Reclaimed wood mixes with high-tech sustainability considerations.

The Perennial, Anthony Myint and Karen Leibowitz's about-to-debut, super-sustainable restaurant, has long made lots of promises on how it intends to deliver on that claim. Now that the opening is imminent, Eater has answers on exactly how The Perennial has been designed for sustainability from the ground up (literally). Here are eight ways that the interior of the restaurant is miles ahead of the rest:

1. The interior is the handiwork of Paul Discoe, a Zen priest and architect behind other Bay Area gems like Berkeley's Ippuku and San Francisco's Greens.

2. Discoe used reclaimed lumber to create the lengthy Douglas Fir bar out of one tree, as well as poplar chairs, cypress and black acacia tables and support beams from the Transbay Terminal; in turn, the woven wooden ceiling is made from the wood shavings from those Transbay beams.

3. The restaurant also answers the question: "what happens to the excessive amount of wine bottles that San Franciscans dutifully drag to the curb each week?" The tiles behind the bar are from SF's Fireclay Tiles, recycled from glass bottles, toilets and bathtubs and pre-consumer waste; Blendheim Glass produced the windows, which are made curbside-recycled bottles and jars.

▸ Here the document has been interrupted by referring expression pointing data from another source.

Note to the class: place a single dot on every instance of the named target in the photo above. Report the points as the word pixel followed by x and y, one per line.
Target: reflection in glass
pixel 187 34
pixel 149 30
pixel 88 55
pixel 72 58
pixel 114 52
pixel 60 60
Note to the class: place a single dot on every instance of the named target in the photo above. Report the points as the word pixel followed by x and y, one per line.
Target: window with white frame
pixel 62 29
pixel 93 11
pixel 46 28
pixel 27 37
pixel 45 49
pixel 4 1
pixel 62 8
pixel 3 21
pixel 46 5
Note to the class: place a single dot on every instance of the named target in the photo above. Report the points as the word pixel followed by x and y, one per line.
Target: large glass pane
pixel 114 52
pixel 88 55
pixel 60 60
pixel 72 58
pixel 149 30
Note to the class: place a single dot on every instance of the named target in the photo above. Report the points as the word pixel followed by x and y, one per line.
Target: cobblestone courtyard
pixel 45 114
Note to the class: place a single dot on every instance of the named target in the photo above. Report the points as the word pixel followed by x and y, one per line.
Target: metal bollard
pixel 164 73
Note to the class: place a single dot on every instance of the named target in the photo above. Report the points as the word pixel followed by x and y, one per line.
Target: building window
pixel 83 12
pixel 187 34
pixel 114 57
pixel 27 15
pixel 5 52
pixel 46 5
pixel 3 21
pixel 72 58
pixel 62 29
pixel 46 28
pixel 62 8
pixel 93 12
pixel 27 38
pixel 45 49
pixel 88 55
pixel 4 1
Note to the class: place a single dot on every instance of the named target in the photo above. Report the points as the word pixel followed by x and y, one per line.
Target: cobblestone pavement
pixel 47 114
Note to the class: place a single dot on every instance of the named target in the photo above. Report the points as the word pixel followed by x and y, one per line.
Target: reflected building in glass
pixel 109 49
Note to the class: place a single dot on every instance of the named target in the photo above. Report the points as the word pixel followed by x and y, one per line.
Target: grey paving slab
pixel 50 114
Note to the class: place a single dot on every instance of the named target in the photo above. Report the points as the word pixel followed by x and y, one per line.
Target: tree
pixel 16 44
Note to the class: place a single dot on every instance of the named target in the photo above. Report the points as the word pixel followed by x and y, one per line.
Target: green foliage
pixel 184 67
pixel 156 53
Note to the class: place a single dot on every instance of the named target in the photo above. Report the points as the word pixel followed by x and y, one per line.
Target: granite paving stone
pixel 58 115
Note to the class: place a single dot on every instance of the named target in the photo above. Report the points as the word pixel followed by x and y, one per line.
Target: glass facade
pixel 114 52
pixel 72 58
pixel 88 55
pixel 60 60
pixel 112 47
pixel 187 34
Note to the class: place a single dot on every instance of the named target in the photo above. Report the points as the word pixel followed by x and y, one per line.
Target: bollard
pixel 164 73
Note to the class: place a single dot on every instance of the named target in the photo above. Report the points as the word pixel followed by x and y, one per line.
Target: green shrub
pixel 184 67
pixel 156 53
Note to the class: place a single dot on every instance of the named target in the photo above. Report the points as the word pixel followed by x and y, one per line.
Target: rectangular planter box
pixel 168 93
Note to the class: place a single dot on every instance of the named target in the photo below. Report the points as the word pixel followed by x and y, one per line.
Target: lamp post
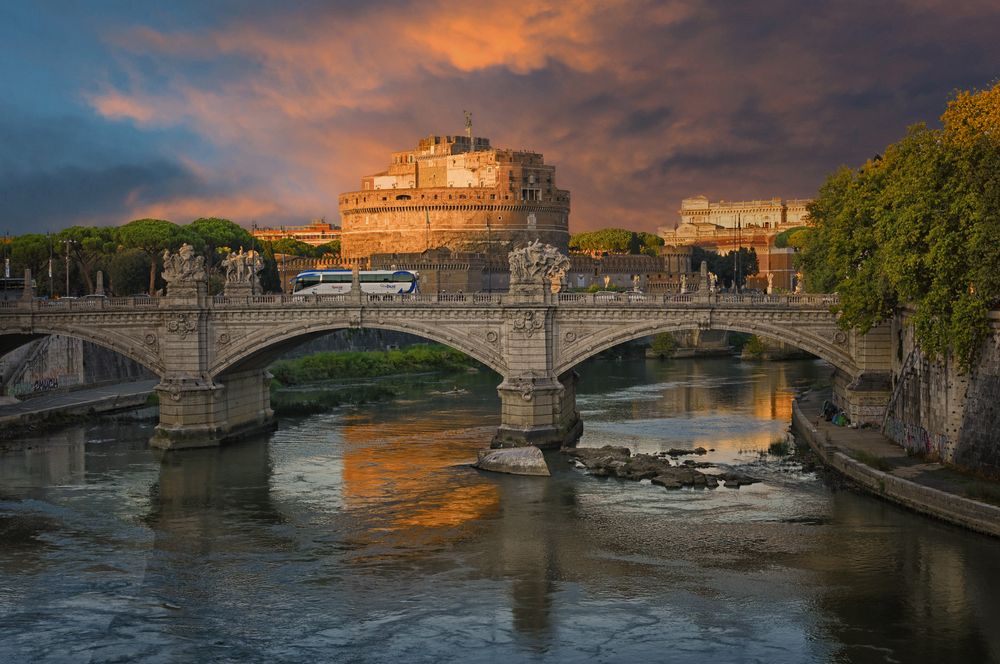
pixel 6 262
pixel 68 243
pixel 253 257
pixel 52 289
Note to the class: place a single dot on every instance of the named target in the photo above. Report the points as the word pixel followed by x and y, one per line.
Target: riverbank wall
pixel 57 364
pixel 57 408
pixel 830 446
pixel 941 413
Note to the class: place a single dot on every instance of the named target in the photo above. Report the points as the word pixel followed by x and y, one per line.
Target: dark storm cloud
pixel 47 201
pixel 266 112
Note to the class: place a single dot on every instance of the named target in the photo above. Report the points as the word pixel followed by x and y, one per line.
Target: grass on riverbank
pixel 369 364
pixel 873 460
pixel 984 491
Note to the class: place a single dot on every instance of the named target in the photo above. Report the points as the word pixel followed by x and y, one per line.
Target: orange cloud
pixel 637 103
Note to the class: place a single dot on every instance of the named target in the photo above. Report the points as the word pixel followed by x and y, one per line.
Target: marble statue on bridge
pixel 184 273
pixel 242 269
pixel 533 265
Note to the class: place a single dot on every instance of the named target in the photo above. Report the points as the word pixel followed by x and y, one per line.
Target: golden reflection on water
pixel 411 475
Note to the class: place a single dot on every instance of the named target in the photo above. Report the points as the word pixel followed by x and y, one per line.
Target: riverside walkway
pixel 98 399
pixel 927 487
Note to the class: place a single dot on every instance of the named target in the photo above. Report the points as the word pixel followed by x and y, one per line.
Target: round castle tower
pixel 455 192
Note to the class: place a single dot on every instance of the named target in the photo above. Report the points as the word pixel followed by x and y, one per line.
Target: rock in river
pixel 513 460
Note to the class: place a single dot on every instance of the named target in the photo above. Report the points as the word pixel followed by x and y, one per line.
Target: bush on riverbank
pixel 369 364
pixel 754 347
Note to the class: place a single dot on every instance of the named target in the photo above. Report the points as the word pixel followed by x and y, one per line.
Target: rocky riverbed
pixel 664 468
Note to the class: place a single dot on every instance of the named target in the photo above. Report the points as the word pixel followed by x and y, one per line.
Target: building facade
pixel 317 232
pixel 459 193
pixel 726 226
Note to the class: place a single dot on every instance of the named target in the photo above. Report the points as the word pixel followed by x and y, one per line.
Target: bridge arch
pixel 142 352
pixel 260 349
pixel 834 351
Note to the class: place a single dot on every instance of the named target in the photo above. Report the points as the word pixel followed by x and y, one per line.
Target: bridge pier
pixel 205 413
pixel 538 410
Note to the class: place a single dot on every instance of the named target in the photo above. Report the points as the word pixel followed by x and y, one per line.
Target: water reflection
pixel 718 403
pixel 362 535
pixel 894 573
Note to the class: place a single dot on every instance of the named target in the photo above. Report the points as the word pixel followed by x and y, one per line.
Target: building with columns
pixel 727 225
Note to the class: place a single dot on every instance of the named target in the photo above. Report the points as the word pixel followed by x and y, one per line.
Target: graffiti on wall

4. The all-LED lighting system is designed to be energy-efficient as well, from local lighting designer Anna Kondolf Lighting Design and Neidhardt Inc.

5. Atop the reclaimed tables are are cotton napkins that go to a green laundry— when they're all used up, worms at the restaurant's aquaponic farm in Oakland eat them.

6. Silverware is second-hand, and the plates are produced by Atelier Dion in Oakland using clay from Mendocino.

7. Even the menus (and all the restaurant's paper, in fact) is printed on 100 percent recycled material paper by a green printer, and will eventually become worm-food as well. (See here for more information on how the restaurant's aquaponics system works)

8. And though the restaurant is not completely LEED certified, they're expecting to receive a Platinum certification. (No surprises there.)

The Perennial is officially open for dinner on Wednesday, January 20. Hours will be Monday through Thursday from 5:30 p.m. - 9:30 p.m., Friday and Saturday from 5:30 p.m. - 10:30 p.m.